The morning news battleground in the week of May 4, 2026, delivered exactly what you’d expect: ‘Today’ stubbornly holding its grip on the ratings lead, while CBS Mornings quietly inch into relevance with notable gains. This isn’t a seismic shift, but it’s a reminder that the morning news turf war isn’t a done deal yet, despite decades of complacency from the usual suspects.
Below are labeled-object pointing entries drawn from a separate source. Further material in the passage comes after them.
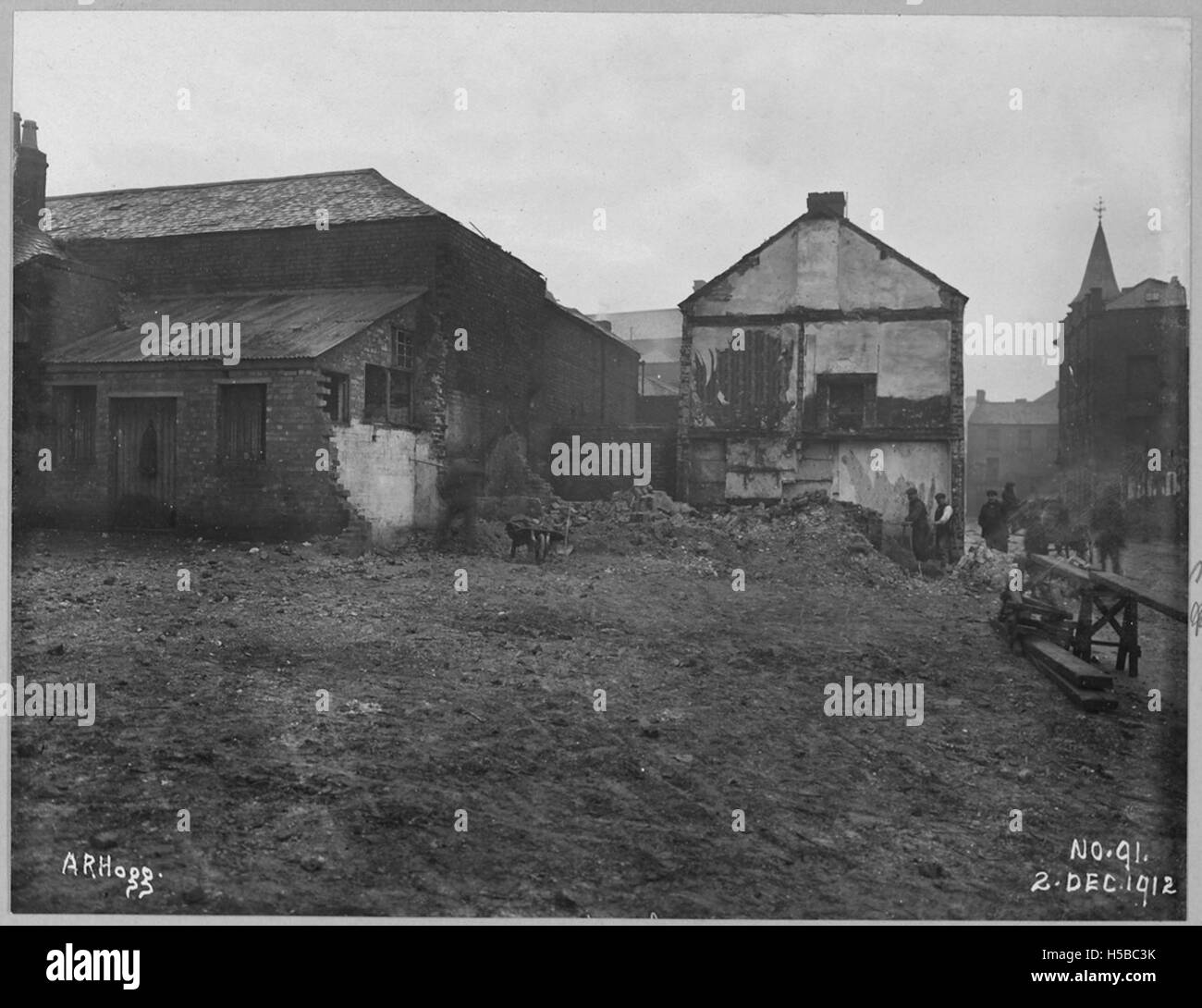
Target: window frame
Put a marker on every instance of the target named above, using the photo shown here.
(224, 427)
(865, 381)
(67, 442)
(386, 414)
(339, 390)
NBC’s ‘Today’ show remains the undisputed heavyweight champion, extending its lead in both total viewers and the coveted 25-54 demographic. The show’s dominance is less about innovation and more about legacy inertia—an emblem of how brand recognition still trumps genuine content evolution in morning news. Meanwhile, CBS Mornings, often dismissed as the third wheel, closed the week with measurable improvements in both ratings buckets, signaling a slow but deliberate challenge to the status quo.
ABC’s ‘Good Morning America’ seems content with playing second fiddle, stuck in a rut of incremental gains that fail to disrupt the hierarchy. The week’s data underscores what insiders have known for years: morning news audiences are notoriously loyal but also fatigued by the same tired formats and recycled talking points. Yet, rather than doubling down on quality or innovation, networks mostly lean into celebrity fluff and pandemic reruns that barely mask their desperation.
The takeaway here is brutal: the morning news landscape in 2026 is still a game of survival for anyone not named ‘Today.’ CBS’s modest gains are not just numbers—they are a direct challenge to the lazy complacency that plagues morning news production. For the industry, this should be a wake-up call to rethink strategy beyond safe bets and surface-level tweaks. Until then, expect ‘Today’ to keep riding its legacy wave, and CBS to keep chipping away patiently in the shadows.